The behavior has earned the hungry marine mammals a nuisance reputation among Washington and Oregon fish and wildlife managers, who blame them for eating more than 4 percent of the fish heading upriver.
On Thursday, wildlife officials removed six sea lions from the waters below the dam, about 40 miles east of Portland.
Point Defiance officials offered an animal quarantine area - off-limits to the public - as a temporary hostel for the animals before they're returned to the Columbia or shipped to other zoos.
The Tacoma zoo played a similar role 12 years ago, when a different group of hungry sea lions was removed from Seattle's Ballard Locks, said John Rupp, aquatic animal curator.
Of the six trucked to the zoo Thursday, three were to be branded for future identification and returned to the river's mouth Friday evening, a state biologist said.
The other three are to spend the next few days in Tacoma before they're packed in special shipping crates and flown - accompanied by trained handlers - to permanent homes elsewhere.
"We have a possibility of relocating and finding homes for 19," said Rupp, who helped arrange some of the adoptions.
Among future homes are zoos in St. Louis and Brownsville, Texas, plus Sea World locations in Texas, Florida and California, he said.
While the captives wait for plane rides, they'll be penned in a 30-by-30-foot fenced enclosure within the zoo's animal rescue and rehabilitation center, Rupp said. There's no pool, but a spray of water dampens the yard, which also offers shade.

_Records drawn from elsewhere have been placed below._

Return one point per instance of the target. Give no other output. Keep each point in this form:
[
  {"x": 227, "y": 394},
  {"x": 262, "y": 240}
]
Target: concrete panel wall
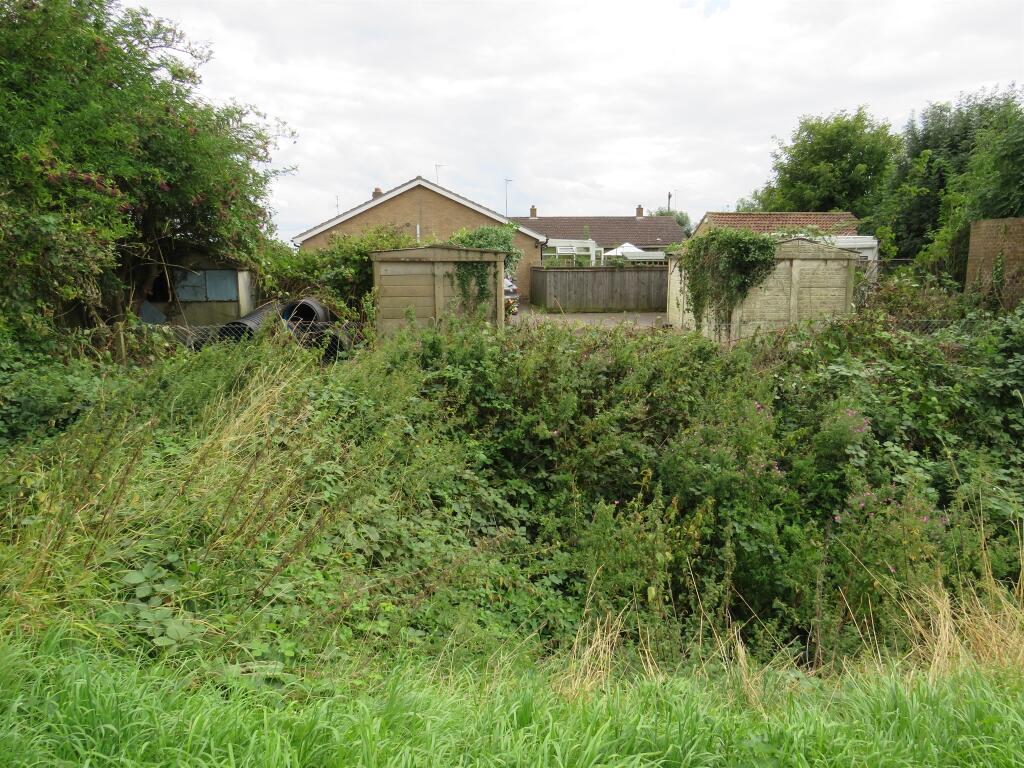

As for the menu, Point Defiance will give the sea lions its usual marine mammal mix: mackerel, capelin, smelt and herring, Rupp said. But no salmon.
"That was a luxury they had at the dam," he said with a chuckle.

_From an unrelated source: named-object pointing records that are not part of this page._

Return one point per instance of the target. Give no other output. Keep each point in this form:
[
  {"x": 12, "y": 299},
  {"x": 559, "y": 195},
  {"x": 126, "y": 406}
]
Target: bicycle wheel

Four Sea World handlers will care for the creatures during their stay at Point Defiance. Each receiving zoo or aquarium is paying travel costs, Rupp said.
"Our involvement and expense is minimal," he added.
At Bonneville, trapping is to resume Monday. Action on Thursday followed a Wednesday court decision that prohibited killing but allowed removal of specific troublemakers.
Among those confined at Point Defiance on Friday was C-319. The 1,100-pound mammoth is among 15 or 20 sea lions drawn each spring to the fish-filled waters below the dam, said Steve Jeffries, a state Department of Fish and Wildlife marine mammal biologist.
"He's one of the worst salmon-killers at Bonneville," Jeffries said. "He makes his living killing spring chinook."
For example, during a single two-month period last year, C-319 gained 500 pounds, Jeffries said. Biologists know this because they've trapped and weighed the beast several times.
To survive, sea lions must consume food equal to 8 percent of their weight daily, Jeffries said. So if a sea lion hanging out below Bonneville weighs 1,000 pounds, it's probably eating 80 pounds of chinook daily, Jeffries said.
Ordinarily, sea lions are protected by federal law. But in 2006, Washington, Oregon and Idaho officials asked federal officials for permission to destroy certain sea lions below Bonneville because they eat so many imperiled salmon and steelhead.
In March, federal officials agreed to permit killing as many as 85 sea lions annually as long as wildlife officials first tried to place them in zoos. On Wednesday, a federal appeals court at least temporarily ruled out extermination.
At Point Defiance on Friday, wildlife veterinarians and biologists from two states examined each of the big beasts to make sure they were free of disease so they don't carry germs to other zoos or aquariums.
"In general, these animals are healthy," Jeffries said. "They wouldn't be at Bonneville actively foraging if they weren't."
When it comes to handling animals as big as sea lions, even cursory physicals are difficult. It took six people to weigh and measure them, draw blood and take urine for laboratory tests, Jeffries said.
To deliver the sea lions to Tacoma, biologists used a specially modified horse trailer, big enough to haul six animals at once. Zoo workers used a forklift to remove each sea lion from the trailer, in which they had spent the night.
Confinement didn't appear to bother them.
"They were just sleeping when I came in," said Rupp, who got his first look at the sea lions Friday morning.
Jeffries, who noticed the same behavior, wasn't surprised.
"They do two things," he said. "They kill salmon and they sleep."